The code for making predictions on my final model is located in the 33th cell of the Ipython notebook.
Here are the results of the prediction:
Image | Prediction |
---|---|
Yield | Yield |
No entry | No entry |
Turn right ahead | Turn right ahead |
Road narrows on the right | Road narrows on the right |
Yield | Yield |
Speed limit (60km/h) | Speed limit (60km/h) |
The model was able to correctly guess 6 of the 6 traffic signs, which gives an accuracy of 100%. This compares favorably to the accuracy on the test set of 94.1%
The code for making predictions on my final model is located in the 33th cell of the Ipython notebook.

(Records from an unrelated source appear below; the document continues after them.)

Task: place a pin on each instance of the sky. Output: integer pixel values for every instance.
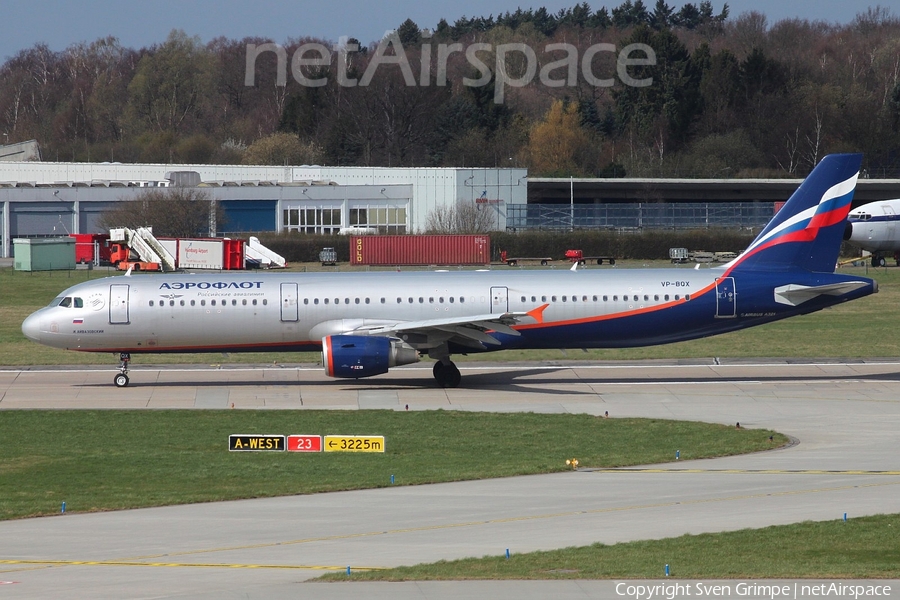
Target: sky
(61, 23)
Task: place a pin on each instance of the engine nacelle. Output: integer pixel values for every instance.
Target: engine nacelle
(356, 356)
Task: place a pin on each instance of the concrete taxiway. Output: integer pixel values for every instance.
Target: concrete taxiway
(844, 417)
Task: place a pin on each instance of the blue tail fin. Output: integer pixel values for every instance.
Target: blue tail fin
(807, 232)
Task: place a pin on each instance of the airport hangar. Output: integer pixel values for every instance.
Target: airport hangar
(41, 199)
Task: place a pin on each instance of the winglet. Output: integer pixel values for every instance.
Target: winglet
(538, 313)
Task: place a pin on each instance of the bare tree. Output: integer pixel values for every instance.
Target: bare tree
(461, 218)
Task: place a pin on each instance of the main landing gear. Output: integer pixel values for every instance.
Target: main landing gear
(121, 378)
(446, 374)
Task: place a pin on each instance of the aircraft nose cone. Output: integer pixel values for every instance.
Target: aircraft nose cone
(31, 327)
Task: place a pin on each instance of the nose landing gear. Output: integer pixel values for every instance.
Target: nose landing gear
(121, 378)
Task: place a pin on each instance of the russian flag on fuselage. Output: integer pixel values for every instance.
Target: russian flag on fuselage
(808, 230)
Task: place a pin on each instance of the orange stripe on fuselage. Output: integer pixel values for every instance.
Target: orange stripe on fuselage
(619, 315)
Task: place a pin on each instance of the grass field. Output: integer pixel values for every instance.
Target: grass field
(854, 330)
(107, 460)
(863, 548)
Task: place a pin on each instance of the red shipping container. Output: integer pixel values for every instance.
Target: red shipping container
(85, 244)
(420, 250)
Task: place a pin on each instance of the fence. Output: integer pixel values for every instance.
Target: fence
(643, 215)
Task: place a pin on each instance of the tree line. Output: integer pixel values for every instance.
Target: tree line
(730, 96)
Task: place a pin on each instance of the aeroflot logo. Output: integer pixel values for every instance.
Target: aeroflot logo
(213, 285)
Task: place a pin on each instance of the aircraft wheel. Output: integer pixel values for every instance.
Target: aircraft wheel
(446, 375)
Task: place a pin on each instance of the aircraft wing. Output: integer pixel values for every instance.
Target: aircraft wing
(473, 331)
(794, 294)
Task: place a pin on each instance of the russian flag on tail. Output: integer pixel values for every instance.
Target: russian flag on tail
(807, 232)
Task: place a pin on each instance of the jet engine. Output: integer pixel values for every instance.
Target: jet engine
(356, 356)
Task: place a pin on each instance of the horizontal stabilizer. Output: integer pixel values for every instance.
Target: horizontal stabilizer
(794, 294)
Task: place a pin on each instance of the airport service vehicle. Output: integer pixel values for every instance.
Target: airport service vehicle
(873, 227)
(579, 257)
(366, 322)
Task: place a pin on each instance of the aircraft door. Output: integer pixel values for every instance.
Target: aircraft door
(725, 304)
(118, 304)
(890, 223)
(499, 300)
(289, 306)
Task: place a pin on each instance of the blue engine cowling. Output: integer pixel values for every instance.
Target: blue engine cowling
(356, 356)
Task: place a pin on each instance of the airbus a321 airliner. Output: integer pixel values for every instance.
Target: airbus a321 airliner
(366, 323)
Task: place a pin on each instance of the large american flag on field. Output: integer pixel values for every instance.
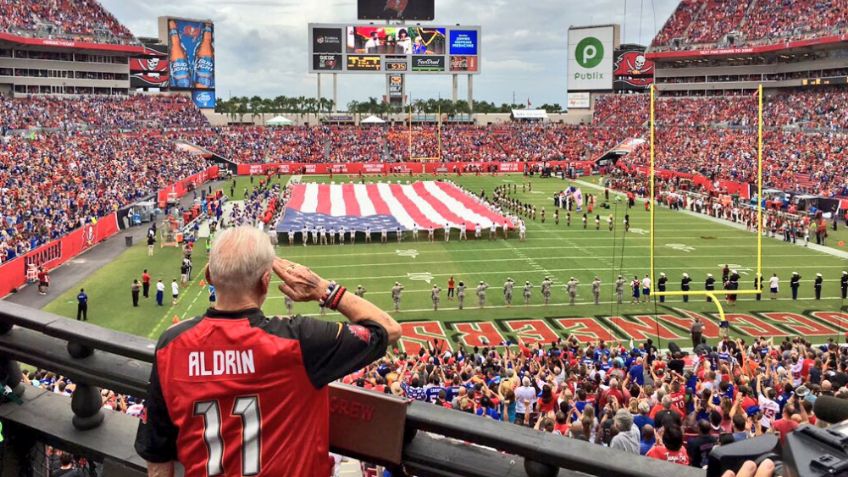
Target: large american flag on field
(429, 204)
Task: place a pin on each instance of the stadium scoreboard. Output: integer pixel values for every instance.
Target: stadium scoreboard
(346, 48)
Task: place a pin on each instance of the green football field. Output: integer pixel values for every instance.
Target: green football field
(683, 243)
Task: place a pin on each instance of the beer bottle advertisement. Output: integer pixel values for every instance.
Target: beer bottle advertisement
(192, 54)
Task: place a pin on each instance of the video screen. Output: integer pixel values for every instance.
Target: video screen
(396, 10)
(396, 40)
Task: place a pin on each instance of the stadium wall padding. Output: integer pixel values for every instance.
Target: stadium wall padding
(57, 252)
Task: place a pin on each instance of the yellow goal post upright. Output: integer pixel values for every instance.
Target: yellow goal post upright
(653, 202)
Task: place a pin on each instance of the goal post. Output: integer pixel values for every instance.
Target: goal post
(653, 202)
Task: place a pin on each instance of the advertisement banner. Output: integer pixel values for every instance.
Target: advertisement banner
(142, 80)
(590, 58)
(396, 63)
(327, 62)
(464, 63)
(428, 63)
(203, 99)
(632, 71)
(153, 64)
(396, 10)
(192, 54)
(55, 253)
(404, 167)
(463, 42)
(578, 100)
(363, 63)
(326, 40)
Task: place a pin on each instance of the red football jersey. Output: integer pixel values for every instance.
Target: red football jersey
(238, 394)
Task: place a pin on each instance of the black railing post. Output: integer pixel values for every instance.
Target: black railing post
(87, 406)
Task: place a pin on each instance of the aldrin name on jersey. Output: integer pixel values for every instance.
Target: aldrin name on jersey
(220, 363)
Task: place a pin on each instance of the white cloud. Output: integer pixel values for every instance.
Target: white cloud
(261, 44)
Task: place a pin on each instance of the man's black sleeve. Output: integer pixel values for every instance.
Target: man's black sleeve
(156, 439)
(333, 350)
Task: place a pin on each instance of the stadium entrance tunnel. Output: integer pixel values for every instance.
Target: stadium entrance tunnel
(412, 438)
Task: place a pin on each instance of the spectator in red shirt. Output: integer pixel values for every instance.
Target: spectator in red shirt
(671, 448)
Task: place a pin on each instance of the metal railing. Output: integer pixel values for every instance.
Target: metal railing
(413, 438)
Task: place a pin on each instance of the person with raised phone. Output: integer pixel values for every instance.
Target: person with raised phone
(234, 392)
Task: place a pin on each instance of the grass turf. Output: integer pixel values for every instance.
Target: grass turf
(683, 243)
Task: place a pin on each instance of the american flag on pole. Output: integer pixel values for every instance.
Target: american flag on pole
(428, 204)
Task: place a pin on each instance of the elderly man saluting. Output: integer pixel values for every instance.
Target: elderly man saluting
(234, 392)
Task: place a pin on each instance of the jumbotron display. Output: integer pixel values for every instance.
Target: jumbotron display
(342, 48)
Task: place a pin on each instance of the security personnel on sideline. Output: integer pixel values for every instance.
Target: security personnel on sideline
(508, 291)
(709, 285)
(619, 289)
(794, 283)
(596, 290)
(396, 291)
(434, 295)
(684, 286)
(661, 284)
(571, 288)
(481, 294)
(546, 289)
(460, 294)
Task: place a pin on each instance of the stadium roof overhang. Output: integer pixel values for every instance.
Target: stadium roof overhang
(79, 46)
(830, 41)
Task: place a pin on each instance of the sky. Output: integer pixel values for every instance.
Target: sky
(261, 45)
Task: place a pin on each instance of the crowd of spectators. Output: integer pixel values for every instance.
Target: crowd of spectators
(757, 21)
(100, 112)
(53, 183)
(675, 406)
(68, 19)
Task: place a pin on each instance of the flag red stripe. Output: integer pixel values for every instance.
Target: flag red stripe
(351, 204)
(296, 200)
(472, 204)
(411, 208)
(323, 199)
(438, 206)
(380, 206)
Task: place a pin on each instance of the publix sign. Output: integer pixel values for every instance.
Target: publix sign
(590, 58)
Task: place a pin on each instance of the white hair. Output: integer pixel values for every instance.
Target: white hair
(238, 259)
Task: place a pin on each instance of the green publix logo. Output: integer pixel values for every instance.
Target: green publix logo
(589, 53)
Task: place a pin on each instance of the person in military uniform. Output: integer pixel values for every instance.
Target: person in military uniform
(481, 294)
(396, 291)
(460, 294)
(619, 289)
(546, 289)
(684, 286)
(434, 295)
(508, 291)
(596, 290)
(661, 286)
(709, 285)
(571, 288)
(794, 283)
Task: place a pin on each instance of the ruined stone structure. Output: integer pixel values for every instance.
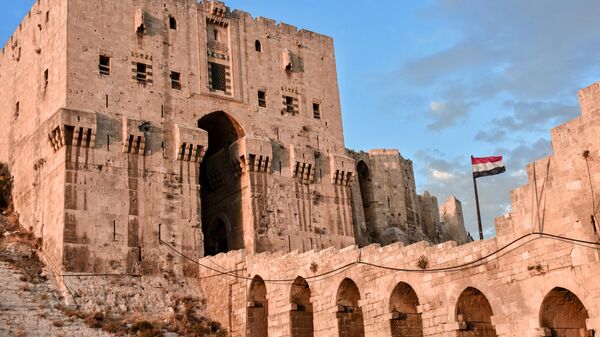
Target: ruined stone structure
(210, 128)
(537, 277)
(146, 138)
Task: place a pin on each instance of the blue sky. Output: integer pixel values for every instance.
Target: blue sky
(443, 79)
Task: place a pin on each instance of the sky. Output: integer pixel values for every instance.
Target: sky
(442, 80)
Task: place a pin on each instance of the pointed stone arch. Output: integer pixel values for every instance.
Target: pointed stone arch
(563, 314)
(349, 314)
(405, 318)
(301, 315)
(220, 180)
(474, 314)
(258, 309)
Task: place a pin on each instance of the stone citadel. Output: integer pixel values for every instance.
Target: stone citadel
(147, 138)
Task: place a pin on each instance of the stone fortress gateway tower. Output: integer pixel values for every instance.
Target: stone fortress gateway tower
(133, 125)
(207, 127)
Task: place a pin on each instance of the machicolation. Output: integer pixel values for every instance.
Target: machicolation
(176, 155)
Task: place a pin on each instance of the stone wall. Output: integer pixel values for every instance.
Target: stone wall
(451, 216)
(538, 277)
(386, 207)
(121, 146)
(33, 88)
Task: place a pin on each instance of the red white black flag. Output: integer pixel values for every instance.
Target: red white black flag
(487, 166)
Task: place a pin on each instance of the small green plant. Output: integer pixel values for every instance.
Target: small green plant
(423, 262)
(5, 186)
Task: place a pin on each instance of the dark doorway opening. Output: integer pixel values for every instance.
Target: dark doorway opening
(221, 185)
(406, 320)
(563, 313)
(258, 309)
(301, 315)
(475, 312)
(349, 314)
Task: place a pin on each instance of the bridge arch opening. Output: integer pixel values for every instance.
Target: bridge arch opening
(564, 314)
(406, 320)
(474, 314)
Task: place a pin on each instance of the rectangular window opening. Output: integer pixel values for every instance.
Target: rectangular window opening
(317, 110)
(104, 65)
(289, 104)
(218, 76)
(262, 99)
(175, 80)
(141, 72)
(45, 79)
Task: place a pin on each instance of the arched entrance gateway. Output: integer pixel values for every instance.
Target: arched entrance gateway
(563, 315)
(406, 320)
(349, 314)
(474, 314)
(221, 185)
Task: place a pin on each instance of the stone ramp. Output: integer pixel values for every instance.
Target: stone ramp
(31, 310)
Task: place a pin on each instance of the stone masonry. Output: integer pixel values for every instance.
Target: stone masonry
(183, 148)
(189, 123)
(537, 277)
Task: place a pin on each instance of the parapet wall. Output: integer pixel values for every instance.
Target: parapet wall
(514, 276)
(515, 281)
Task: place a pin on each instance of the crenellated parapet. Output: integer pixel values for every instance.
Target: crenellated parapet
(70, 127)
(257, 153)
(342, 169)
(134, 136)
(303, 163)
(190, 143)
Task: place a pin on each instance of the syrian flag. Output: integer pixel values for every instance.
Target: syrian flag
(487, 166)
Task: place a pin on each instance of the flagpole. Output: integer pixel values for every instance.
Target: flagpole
(477, 204)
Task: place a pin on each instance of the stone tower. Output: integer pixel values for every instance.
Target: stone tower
(452, 216)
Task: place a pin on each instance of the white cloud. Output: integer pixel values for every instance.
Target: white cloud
(519, 173)
(442, 175)
(436, 106)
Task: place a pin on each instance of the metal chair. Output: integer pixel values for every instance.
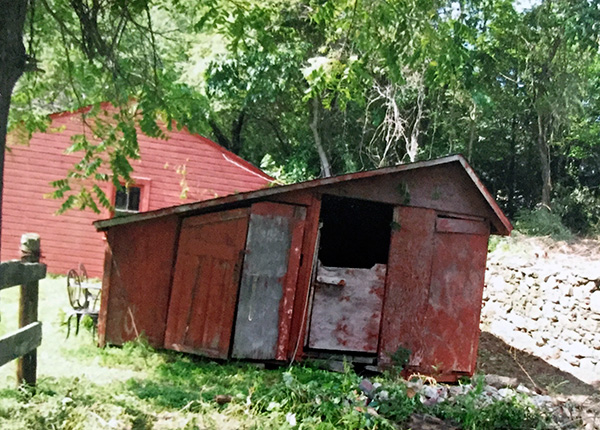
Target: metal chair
(83, 298)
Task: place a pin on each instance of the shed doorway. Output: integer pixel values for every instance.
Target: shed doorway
(349, 281)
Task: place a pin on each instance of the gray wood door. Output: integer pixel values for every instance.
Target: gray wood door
(268, 280)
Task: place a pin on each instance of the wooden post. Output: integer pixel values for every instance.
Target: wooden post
(28, 308)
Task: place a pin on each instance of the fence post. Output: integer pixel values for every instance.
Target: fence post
(28, 308)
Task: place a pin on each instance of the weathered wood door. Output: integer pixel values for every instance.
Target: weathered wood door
(451, 322)
(205, 284)
(268, 281)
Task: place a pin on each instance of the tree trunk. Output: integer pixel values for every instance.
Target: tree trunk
(12, 65)
(544, 149)
(314, 126)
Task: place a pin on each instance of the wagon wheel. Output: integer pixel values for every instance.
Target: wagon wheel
(74, 290)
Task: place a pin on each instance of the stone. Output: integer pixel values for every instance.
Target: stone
(579, 350)
(503, 329)
(535, 313)
(498, 381)
(595, 302)
(517, 320)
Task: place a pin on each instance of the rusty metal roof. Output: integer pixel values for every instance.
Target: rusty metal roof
(248, 197)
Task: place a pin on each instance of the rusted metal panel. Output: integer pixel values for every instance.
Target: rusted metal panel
(346, 310)
(264, 304)
(451, 326)
(137, 283)
(205, 283)
(407, 283)
(431, 196)
(464, 226)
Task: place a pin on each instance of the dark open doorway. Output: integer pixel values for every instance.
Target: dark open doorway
(349, 282)
(355, 233)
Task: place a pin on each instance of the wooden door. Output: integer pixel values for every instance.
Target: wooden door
(205, 284)
(268, 281)
(451, 323)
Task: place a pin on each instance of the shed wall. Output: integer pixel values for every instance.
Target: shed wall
(445, 188)
(136, 288)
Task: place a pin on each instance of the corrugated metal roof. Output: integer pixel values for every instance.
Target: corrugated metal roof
(250, 196)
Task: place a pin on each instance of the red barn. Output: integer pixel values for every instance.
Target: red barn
(185, 167)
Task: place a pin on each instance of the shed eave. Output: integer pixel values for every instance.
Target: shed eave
(501, 224)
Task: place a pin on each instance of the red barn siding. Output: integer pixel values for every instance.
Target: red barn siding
(70, 238)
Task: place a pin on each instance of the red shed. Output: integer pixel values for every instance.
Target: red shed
(357, 265)
(184, 167)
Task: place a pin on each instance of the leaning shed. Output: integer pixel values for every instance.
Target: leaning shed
(360, 265)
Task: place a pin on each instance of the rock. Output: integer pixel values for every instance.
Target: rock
(366, 387)
(595, 302)
(222, 399)
(579, 350)
(428, 422)
(498, 381)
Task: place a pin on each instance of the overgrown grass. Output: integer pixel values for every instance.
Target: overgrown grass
(136, 387)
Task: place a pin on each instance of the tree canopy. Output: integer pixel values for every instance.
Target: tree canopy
(307, 88)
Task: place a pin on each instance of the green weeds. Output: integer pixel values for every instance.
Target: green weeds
(136, 387)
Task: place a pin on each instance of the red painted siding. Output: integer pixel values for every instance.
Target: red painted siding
(137, 293)
(70, 238)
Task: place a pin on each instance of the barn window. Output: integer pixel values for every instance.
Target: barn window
(127, 200)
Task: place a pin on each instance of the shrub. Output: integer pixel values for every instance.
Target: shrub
(542, 222)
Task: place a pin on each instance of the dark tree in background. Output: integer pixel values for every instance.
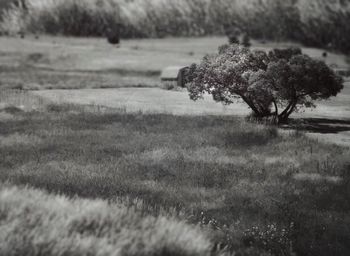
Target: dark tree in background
(272, 84)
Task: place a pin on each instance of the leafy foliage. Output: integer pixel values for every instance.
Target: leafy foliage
(285, 79)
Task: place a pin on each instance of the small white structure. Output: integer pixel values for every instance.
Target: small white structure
(173, 77)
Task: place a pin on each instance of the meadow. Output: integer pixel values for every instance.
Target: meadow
(215, 185)
(96, 159)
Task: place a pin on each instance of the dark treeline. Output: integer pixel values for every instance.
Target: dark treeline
(312, 22)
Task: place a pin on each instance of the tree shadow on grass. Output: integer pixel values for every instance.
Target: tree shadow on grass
(319, 125)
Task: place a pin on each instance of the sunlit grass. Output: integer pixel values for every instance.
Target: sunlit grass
(223, 173)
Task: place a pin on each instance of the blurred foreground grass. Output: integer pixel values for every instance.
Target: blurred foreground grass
(255, 190)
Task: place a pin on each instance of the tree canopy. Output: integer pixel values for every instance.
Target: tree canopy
(272, 84)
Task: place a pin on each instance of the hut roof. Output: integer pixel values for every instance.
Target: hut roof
(171, 72)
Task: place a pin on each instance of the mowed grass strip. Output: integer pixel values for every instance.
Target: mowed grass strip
(251, 185)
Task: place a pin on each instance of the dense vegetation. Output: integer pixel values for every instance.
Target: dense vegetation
(282, 80)
(314, 23)
(256, 189)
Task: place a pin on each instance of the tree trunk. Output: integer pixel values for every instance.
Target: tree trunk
(283, 117)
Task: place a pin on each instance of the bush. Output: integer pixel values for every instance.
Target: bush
(284, 78)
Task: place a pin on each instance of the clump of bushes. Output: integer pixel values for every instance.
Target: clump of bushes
(314, 23)
(273, 84)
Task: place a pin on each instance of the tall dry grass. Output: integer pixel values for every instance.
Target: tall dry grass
(35, 223)
(252, 187)
(315, 22)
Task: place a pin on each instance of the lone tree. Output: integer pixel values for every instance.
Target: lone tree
(272, 84)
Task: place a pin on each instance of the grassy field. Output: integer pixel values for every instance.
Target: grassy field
(218, 183)
(311, 22)
(85, 172)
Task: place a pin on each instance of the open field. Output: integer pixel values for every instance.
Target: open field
(111, 169)
(253, 188)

For the first image, the model is absolutely sure that this is a yield sign (probability of 1.0), and the image does contain a yield sign. The top five soft max probabilities were
Probability | Prediction |
---|---|
1.0 | Yield |
0.0 | Speed limit (20km/h) |
0.0 | Speed limit (30km/h) |
0.0 | Speed limit (50km/h) |
0.0 | Speed limit (60km/h) |
For the second image, the model is absolutely sure that this is a no entry sign (probability of 1.0), and the image does contain a no entry sign. The top five soft max probabilities were
Probability | Prediction |
---|---|
1.00000000e+00 | No entry |
1.58849149e-28 | Stop |
1.12626075e-32 | Roundabout mandatory |
6.28699791e-34 | Go straight or left |
6.83392467e-35 | Keep right |
For the third image, the model is absolutely sure that this is a Turn right ahead sign (probability of 1.0), and the image does contain a Turn right ahead sign. The top five soft max probabilities were
Probability | Prediction |
---|---|
1.00000000e+00 | Turn right ahead |
8.36154435e-09 | Ahead only |
4.27053564e-17 | Right of way at the next intersection |
7.30437704e-19 | Road work |
4.13292444e-19 | Yield |
For the fourth image, the model is pretty sure that this is a Road narrows on the right sign (probability of 0.99), and the image does contain a Road narrows on the right sign. The top five soft max probabilities were
Probability | Prediction |
---|---|
9.99971390e-01 | Road narrows on the right |
2.84816797e-05 | Children crossing |
6.20672722e-08 | Pedestrians |
7.05641166e-13 | Right of way at the next intersection |
1.22637252e-13 | Traffic signals |
For the fifth image, the model is absolutely sure that this is a Yield sign (probability of 1.0), and the image does contain a Yield sign. The top five soft max probabilities were
Probability | Prediction |
---|---|
1.0 | Yield |
0.0 | Speed limit (20km/h) |
0.0 | Speed limit (30km/h) |
0.0 | Speed limit (50km/h) |
0.0 | Speed limit (60km/h) |
For the sixth image, the model is absolutely sure that this is a Speed limit (60km/h) sign (probability of 1.0), and the image does contain a Speed limit (60km/h) sign. The top five soft max probabilities were
Probability | Prediction |
---|---|
1.00000000e+00 | Speed limit (60km/h) |
1.79725904e-13 | Speed limit (80km/h) |
1.41033235e-13 | Speed limit (50km/h) |
2.86833238e-21 | Turn left ahead |
9.85496641e-22 | Ahead only |
Visualization of the predictions with a bar charts:
The conv1 layer activation visualization shows that filters activate because of the shape of the sign (filter #9, #12, #14) and the arrow #4, #16, #23 and #26). There are filters which activate also on the background (#23, #26). That shows that the convnet learns on different aspects of the content and in later fully connected layers is able to compose these filter impressions into patterns that all images of a certain sign share. The more unique these pattern are, the more confident the network is in its predictions.